Federal Loans for Collge
What kind of federal loans are available for college?
The chief federal loan program is the Stafford loan.
A Stafford loan is a federal loan program that allows students
to borrow to pay for college.
Loans are made by either a private lender or directly from the
federal government. For students with high financial need,
the government pays interest on at least a portion of that
while you’re in school.
Anyone (regardless of family income) can take out an unsubsidized
Stafford, which still lets you defer payments until after graduation.
Depending on your school, you may be offered a Stafford directly
from the government. Or you may take out a government-guaranteed
Stafford loan that’s provided by private lenders such as banks.

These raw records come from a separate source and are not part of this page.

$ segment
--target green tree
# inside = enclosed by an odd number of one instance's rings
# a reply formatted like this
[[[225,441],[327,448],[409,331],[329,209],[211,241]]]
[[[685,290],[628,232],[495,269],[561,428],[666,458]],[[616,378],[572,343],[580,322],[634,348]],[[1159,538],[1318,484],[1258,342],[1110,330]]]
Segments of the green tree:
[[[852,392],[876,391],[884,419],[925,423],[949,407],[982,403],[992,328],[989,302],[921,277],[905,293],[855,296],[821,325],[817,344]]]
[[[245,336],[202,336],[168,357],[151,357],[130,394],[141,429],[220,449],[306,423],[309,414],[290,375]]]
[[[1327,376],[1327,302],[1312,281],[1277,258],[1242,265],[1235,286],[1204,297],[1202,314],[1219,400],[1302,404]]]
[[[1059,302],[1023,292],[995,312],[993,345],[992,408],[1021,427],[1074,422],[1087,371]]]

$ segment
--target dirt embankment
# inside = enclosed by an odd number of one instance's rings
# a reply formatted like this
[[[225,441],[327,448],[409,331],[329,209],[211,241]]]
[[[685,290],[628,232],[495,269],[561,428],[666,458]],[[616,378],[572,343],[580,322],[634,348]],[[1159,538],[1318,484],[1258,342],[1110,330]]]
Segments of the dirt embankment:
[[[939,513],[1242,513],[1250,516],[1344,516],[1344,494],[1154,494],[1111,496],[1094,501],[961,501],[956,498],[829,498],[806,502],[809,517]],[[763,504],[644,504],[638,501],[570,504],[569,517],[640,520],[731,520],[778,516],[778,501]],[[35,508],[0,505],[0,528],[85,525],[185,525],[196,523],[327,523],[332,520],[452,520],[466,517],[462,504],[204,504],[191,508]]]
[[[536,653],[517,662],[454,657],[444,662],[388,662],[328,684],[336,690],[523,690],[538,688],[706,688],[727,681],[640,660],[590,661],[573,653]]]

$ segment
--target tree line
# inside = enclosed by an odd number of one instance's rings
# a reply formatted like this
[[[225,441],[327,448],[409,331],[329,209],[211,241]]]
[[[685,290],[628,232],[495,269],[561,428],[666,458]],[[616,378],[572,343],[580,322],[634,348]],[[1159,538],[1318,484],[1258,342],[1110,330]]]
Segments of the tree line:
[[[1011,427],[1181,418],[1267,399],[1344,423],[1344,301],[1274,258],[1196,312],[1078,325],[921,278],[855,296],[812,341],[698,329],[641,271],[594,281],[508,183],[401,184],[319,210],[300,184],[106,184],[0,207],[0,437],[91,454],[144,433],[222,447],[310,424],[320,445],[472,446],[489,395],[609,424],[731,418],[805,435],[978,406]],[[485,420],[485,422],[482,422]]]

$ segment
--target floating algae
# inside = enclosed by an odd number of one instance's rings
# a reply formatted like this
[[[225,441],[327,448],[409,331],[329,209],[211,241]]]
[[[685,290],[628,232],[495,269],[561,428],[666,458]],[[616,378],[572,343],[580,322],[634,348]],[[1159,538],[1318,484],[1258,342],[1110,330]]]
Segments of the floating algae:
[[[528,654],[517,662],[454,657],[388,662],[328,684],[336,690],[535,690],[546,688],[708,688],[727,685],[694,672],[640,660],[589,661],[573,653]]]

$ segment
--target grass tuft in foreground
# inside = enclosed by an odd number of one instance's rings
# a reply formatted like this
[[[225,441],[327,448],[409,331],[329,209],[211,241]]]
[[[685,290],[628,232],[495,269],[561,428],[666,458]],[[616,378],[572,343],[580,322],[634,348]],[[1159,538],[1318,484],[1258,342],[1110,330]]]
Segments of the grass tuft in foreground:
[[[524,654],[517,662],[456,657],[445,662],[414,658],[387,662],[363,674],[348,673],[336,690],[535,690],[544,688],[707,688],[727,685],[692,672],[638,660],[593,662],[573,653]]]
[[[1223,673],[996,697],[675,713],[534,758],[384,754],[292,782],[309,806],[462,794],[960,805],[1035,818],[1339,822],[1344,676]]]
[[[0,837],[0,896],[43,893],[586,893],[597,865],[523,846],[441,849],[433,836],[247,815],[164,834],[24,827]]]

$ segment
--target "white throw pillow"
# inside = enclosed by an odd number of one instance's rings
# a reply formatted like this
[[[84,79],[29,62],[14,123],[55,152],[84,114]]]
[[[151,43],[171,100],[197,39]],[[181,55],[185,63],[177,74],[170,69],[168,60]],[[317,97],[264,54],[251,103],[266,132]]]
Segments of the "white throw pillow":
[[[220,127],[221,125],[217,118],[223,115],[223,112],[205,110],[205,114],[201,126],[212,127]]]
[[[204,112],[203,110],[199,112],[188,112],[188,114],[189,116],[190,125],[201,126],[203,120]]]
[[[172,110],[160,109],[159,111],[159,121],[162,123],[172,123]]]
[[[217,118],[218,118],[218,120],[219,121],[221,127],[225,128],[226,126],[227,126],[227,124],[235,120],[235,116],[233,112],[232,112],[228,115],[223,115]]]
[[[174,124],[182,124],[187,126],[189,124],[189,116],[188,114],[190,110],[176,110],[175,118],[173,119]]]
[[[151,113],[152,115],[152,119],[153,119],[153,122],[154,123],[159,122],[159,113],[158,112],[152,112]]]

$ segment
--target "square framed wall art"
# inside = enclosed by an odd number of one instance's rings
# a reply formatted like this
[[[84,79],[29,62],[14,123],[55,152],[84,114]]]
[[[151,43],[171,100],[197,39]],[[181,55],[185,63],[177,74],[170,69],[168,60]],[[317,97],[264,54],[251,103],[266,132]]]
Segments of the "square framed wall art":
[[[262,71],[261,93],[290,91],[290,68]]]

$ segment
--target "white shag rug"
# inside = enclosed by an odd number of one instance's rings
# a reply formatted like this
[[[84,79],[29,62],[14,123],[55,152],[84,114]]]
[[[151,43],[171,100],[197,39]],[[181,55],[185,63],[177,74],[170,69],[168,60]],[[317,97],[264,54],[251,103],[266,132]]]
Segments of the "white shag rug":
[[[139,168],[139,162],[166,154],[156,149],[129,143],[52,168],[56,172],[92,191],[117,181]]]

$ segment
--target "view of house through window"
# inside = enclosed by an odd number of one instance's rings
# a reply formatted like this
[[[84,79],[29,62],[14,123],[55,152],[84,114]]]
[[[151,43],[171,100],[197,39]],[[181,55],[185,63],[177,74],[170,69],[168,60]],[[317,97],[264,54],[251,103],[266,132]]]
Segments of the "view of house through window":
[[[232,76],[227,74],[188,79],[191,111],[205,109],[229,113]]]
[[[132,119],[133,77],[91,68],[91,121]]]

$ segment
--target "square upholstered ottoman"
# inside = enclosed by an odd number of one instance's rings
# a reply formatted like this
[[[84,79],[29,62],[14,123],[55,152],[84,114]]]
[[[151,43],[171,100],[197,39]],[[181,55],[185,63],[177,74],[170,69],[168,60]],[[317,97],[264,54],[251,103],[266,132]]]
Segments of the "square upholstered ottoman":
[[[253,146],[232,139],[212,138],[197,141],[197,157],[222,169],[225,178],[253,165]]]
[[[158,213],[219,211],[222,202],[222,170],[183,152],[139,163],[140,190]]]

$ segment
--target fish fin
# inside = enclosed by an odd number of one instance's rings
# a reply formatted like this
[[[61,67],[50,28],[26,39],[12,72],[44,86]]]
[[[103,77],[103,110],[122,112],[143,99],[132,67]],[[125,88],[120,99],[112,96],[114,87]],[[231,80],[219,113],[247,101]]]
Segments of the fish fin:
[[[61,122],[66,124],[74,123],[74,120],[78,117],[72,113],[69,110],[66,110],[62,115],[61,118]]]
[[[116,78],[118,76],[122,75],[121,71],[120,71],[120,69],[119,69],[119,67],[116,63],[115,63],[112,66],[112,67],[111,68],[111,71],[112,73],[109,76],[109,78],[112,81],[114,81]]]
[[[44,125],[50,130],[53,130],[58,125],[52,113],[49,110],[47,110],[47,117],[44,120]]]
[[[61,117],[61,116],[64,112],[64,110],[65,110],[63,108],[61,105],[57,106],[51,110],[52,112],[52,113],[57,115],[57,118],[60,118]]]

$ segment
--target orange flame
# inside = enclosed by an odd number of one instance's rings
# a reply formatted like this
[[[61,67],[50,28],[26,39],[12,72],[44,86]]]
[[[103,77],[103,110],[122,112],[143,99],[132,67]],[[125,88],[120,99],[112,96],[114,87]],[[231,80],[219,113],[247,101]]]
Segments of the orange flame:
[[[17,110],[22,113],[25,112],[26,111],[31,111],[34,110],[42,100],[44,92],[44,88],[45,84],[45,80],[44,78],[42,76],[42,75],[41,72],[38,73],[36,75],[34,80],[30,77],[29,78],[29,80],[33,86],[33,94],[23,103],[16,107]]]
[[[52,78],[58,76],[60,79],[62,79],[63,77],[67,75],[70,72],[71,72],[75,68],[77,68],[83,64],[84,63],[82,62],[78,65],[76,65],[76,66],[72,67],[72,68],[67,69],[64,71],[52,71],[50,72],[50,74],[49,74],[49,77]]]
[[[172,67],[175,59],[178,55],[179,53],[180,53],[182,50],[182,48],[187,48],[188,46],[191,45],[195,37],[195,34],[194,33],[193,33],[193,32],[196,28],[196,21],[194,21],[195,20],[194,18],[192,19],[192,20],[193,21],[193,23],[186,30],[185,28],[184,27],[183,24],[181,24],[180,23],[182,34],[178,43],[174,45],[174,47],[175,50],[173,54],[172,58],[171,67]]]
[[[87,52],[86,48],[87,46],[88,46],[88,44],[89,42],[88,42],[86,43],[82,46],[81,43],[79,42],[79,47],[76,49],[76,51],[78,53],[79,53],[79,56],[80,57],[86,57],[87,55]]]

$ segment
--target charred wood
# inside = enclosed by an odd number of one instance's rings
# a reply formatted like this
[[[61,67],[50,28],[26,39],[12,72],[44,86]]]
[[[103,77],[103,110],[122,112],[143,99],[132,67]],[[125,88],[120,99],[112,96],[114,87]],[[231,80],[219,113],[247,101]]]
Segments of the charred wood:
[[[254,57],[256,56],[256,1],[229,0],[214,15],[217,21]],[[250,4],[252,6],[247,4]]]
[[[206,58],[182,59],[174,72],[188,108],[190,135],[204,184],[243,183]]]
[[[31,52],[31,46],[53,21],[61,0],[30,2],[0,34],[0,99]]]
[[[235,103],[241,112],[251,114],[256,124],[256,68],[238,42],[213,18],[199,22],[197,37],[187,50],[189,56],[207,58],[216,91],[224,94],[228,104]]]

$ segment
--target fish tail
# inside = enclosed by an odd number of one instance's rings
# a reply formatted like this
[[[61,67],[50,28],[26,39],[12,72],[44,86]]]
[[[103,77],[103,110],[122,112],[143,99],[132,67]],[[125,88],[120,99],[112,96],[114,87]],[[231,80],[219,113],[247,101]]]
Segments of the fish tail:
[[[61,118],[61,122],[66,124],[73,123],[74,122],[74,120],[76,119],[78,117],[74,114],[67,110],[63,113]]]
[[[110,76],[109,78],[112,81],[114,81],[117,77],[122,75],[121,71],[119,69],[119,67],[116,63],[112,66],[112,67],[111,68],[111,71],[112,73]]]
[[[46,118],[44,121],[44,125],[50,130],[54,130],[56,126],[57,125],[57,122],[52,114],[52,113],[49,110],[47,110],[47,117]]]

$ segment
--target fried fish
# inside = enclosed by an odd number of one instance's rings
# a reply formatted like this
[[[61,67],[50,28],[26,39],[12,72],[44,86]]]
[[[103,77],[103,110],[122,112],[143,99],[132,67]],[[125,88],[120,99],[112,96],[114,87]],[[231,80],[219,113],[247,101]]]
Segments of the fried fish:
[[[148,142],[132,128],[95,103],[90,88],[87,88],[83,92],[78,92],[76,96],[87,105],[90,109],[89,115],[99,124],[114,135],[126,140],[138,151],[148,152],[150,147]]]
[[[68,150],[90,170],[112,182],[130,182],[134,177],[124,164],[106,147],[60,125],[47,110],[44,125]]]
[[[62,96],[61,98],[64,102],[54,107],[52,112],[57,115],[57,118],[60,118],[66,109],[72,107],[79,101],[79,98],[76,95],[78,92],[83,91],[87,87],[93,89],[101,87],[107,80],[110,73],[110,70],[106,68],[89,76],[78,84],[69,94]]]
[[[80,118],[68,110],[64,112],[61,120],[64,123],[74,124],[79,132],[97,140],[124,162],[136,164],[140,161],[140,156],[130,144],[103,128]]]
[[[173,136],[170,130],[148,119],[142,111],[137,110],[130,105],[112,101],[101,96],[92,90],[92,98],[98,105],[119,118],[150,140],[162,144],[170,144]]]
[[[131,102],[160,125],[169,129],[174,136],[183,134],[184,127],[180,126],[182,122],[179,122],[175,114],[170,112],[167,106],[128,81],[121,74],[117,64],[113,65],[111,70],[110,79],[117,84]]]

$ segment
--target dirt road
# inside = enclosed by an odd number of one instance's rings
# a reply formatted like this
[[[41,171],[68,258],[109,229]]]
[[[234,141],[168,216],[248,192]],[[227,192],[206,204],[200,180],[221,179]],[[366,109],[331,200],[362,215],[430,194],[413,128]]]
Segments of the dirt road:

If eligible, a student can receive a subsidized loan, which means
that the government pays interest on the loan until the grace period
ends.
Unsubsidized loans are available to all students, who can elect
to pay interest before or after the loan repayment period begins.
Interest rates are set on July 1.
All students applying for a federal student loan are required
to complete a FAFSA loan application.
If you have high need, you may also be offered a Perkins loan.
A Perkins loan is a federal student loan program to pay for college.
Perkins loans are subsidized loans, which means the government
pays the interest until the end of the loan grace period.
The annual interest rate on Perkins loans is capped at 5%.
All students applying for a federal student loan are required
to complete a FAFSA loan application.
The grace period for Perkins loans is nine months.
The borrowing limits are $4,000 per year for undergraduates.